Another possibility is to ensure access to the prison by the public and the press. Bentham, who had smart things to say about the bidding process two centuries ago, also argued for “essentially unrestricted public access” to (private) facilities. His prison design

enables the whole establishment to be inspected almost at a view, it would be my study to render it a spectacle, as persons of all classes would, in the way of amusement, be curious to partake of: and that not only on Sundays at the time of Divine service, but on ordinary days at meal times or times of work: providing therefore a system of inspection, universal, free, and gratuitous, the most effectual and permanent securities against abuse.

I don’t want to endorse watching prisoners as a source of amusement (and public access raises serious security and access-to-contraband issues), but the idea of at least some public access does seem to have some advantages in terms of accountability.


The failure of the comparative effectiveness studies, therefore, is completely understandable. Aside from the methodological problems, it’s quite plausible that the results of prison privatization have been inconclusive because the changes in prison management that would lead to better performance are often neither permitted nor rewarded.

Using performance measures would change this by helping us do valid comparative studies, enabling the fair public-private competitions that are a hallmark of competitive neutrality, and pushing policymakers to clearly formulate what we want out of prisons. Using performance measures directly to drive compensation has the potential to radically alter prison outcomes by rewarding good performance and penalizing bad performance; this definitely has applicability for private prisons but could possibly be used for public prison wardens as well.

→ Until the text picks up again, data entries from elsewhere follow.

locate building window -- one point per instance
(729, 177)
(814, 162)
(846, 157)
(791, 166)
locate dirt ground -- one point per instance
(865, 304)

The critiques are serious, but I don’t believe they undermine the experiment too seriously.

The information necessary to calculate the True Social Values in an efficiency framework may never be available, but we can approach the exercise with an air of humility, seeking only to improve incentives at the margins, not to achieve optimal social engineering.

The use of market incentives probably won’t alter the public-interestedness of those who work at private prison firms, but it might alter the mix of people who choose to work in the public sector; on the other hand, combined with social impact bonds, performance-based compensation can also spur the growth of nonprofit providers. Because small firms and nonprofits are particularly sensitive to risk, the incentives should only be moderately high-powered, to trade off incentives and risk tolerance.

Performance-based compensation will give rise to certain possibly undesirable strategic behavior. If providers can set their own goals, they’ll be inclined to set them in ways that are easy to meet; this is why providers shouldn’t set the goals at all, and in any event compensation should be based on the level of a continuous variable, not a binary goal. If some dimensions of quality are hard to measure, performance-based compensation will bias providers’ effort toward the more measurable aspects of performance; this means that some reliance on inputs and outputs will still be necessary, having due regard for the need to avoid choosing measures that can be easily and undesirably manipulated by providers. Compensation schemes might lead providers to concentrate on treating certain inmates and neglect others; even if this is bad (which isn’t clear), the problem can be alleviated by inmate-specific rewards. Finally, the levels of the measures themselves can be falsified, which points to the need for serious investments in monitoring and robust disclosure regimes.

These concerns are real, but the lesson to take from them is that more experimentation is required to see how much of a real-world effect they have and to what degree they really vitiate the promise of performance incentives. The status quo, where the level of experimentation is close to zero, is unlikely to be optimal.